Le sujet essentiel de cet ouvrage  — si riche en faits, constats accompagnés d'une abondante liste de compositeurs taïwanais ayant étudié à l'étranger — fait l'objet de la deuxième partie. Lin-Ni Liao propose une éclairante revue des musiciens taïwanais formés en Europe : Autriche et France, notamment à la Sorbonne dans les Séminaires des regrettés Professeurs Jacques Chailley et Tran Van Khê, puis de Danièle Pistone, François Picard, Marc Battier. Ils seront initiés à des esthétiques et principes compositionnels très variés, sans pour autant renier l'idée culturelle taïwanaise.
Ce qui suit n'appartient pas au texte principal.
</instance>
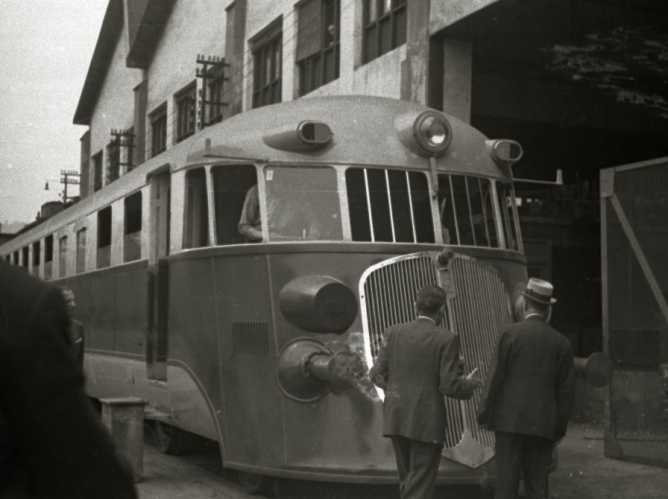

Le cursus et le goût français leur ont été inculqués par Alain Weber et Allain Gaussin, sans oublier l'influence de Claude Debussy, tout en aspirant à 

un langage personnel. Chen Yu est un « compositeur au double cursus ». Le premier musicien formé aux États-Unis est Lu Yan. Plusieurs orientations sont représentées. La musique électroacoustique est aussi en usage à Taïwan dans les années 1960 grâce à Jean-Claude Éloy. Des œuvres s'inspirent de la philosophie traditionnelle chinoise avec, en filigrane, des matériaux culturels chinois.

Lin-Ni Liao a brassé une foultitude de renseignements, de noms, d'institutions situés dans leurs contextes musical, esthétique, politique et par rapport à un héritage culturel très dense. Pour ce faire, elle a élaboré une Table des matières qui se présente comme une revue extrêmement détaillée et précise et une claire mise en ordre (cf. p. 9-15). Ce livre est enrichi d'exemples musicaux et d'Annexes : Liste des compositeurs de musique contemporaine formés à l'étranger, Universités d'accueil (7 Tableaux), et d'une remarquable Bibliographie (p. 335-358) raisonnée et circonstanciée, ainsi que le rappel des sources primaires (divers entretiens) et d'un Index des noms et des œuvres, soit 373 pages résultant d'une Thèse dirigée par Marc Battier. Voilà de quoi instruire les historiens, musicologues, ethnomusicologues, compositeurs, sinologues, bref : tous ceux qui s'intéressent aux problèmes d'identité culturelle orientale, d'acculturation et de créations au XXe siècle et, en général, à l'influence didactique et aux glissements identitaires.